Especially for [[thoughts/MoE|mixture-of-experts]] models, SD remains largely unexplored.

- Most work adapts general speculation to MoE: Speculative MoE \[@li2025speculativemoecommunicationefficient\], Exploiting inter-layer expert affinity \[@yao2024exploitinginterlayerexpertaffinity\].

I suspect whether there are opportunity for self-speculation (i.e LayerSkip for MoE) using expert activation patterns:

- Late-layer experts often mirror early-layer patterns — can we reuse them as draft models?
- Training [[lectures/41/notes#MTP]] layers are expensive; routing-aware speculation that exploits expert sparsity might be cheaper.
- The theoretical question is whether _expert routing provides enough signal to predict future tokens without additional parameters_

<br />

> Understanding how these systems work at extended context lengths requires interpretability tools that don’t exist yet.

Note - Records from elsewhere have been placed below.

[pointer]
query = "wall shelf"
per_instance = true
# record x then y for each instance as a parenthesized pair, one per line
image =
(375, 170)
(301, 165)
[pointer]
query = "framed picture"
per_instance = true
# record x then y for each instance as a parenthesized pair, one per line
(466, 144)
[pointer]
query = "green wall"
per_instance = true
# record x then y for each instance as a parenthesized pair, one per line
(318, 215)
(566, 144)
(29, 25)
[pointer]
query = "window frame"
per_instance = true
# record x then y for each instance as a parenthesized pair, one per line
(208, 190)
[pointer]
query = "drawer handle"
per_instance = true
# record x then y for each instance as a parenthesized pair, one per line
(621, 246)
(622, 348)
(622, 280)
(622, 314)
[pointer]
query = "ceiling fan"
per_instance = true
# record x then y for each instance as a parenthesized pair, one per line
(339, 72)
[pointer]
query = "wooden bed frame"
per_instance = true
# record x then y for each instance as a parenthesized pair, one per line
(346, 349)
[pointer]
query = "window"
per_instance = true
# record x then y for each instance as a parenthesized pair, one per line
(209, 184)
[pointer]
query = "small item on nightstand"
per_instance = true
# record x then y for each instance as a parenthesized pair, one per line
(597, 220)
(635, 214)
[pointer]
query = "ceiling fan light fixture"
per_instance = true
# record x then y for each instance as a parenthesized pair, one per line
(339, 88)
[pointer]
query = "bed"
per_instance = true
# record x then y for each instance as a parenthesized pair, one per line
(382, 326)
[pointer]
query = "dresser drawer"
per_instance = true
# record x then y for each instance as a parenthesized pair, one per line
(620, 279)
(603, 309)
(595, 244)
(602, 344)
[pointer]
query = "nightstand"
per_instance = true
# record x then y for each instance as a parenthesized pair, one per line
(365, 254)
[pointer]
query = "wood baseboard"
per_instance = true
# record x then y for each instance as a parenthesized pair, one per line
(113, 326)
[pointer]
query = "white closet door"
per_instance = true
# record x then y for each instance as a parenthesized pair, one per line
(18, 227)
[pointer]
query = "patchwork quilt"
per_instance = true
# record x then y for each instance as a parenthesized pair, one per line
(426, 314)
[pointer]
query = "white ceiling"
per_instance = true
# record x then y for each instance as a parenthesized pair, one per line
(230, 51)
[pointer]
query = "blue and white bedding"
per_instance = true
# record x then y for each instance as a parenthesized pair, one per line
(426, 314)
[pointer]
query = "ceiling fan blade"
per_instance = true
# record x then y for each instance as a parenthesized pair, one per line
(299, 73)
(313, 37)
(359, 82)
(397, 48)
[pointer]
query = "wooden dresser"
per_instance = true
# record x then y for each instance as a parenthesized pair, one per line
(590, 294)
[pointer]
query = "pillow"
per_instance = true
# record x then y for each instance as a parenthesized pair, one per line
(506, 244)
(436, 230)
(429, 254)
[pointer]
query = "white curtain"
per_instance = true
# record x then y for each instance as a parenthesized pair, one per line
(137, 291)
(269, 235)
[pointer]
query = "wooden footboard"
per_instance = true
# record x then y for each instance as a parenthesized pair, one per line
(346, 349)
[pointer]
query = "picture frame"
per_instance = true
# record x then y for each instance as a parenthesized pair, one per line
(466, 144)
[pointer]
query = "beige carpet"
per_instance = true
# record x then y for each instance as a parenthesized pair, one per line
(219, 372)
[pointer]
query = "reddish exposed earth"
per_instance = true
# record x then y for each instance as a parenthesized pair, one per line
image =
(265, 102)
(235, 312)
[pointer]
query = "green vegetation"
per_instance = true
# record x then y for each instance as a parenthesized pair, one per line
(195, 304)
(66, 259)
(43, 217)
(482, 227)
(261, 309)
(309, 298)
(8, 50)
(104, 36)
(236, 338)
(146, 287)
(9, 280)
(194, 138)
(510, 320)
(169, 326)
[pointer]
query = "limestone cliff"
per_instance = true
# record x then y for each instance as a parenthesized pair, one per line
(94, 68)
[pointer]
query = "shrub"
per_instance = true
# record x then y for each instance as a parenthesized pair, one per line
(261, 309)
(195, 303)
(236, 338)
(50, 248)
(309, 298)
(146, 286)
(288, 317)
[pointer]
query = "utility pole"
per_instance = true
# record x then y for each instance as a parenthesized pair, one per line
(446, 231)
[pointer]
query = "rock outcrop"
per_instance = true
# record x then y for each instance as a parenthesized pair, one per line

We have some of the tools:

- attribution patching \[@syed2023attributionpatchingoutperformsautomated\] for causality tracing
- attention lens for visualization
- [[thoughts/sparse autoencoder|sparse autoencoders]] for feature extraction
- [[thoughts/Attribution parameter decomposition|APD]] for decomposing networks into mechanistic components.
- Persona/thought vectors

But there’s no comprehensive mechanistic analysis of what happens at 128K+ token windows. Out-of-context representation learning \[@shaki2025outofcontextreasoninglargelanguage\] shows these models attend to things we didn’t teach them, but we don’t know how this scales with context.

I’m interested in characterizing the search space these models explore during long-context processing, what emergent behaviors appear at extended windows, and whether we can build better systems by understanding these mechanisms rather than treating models as black boxes.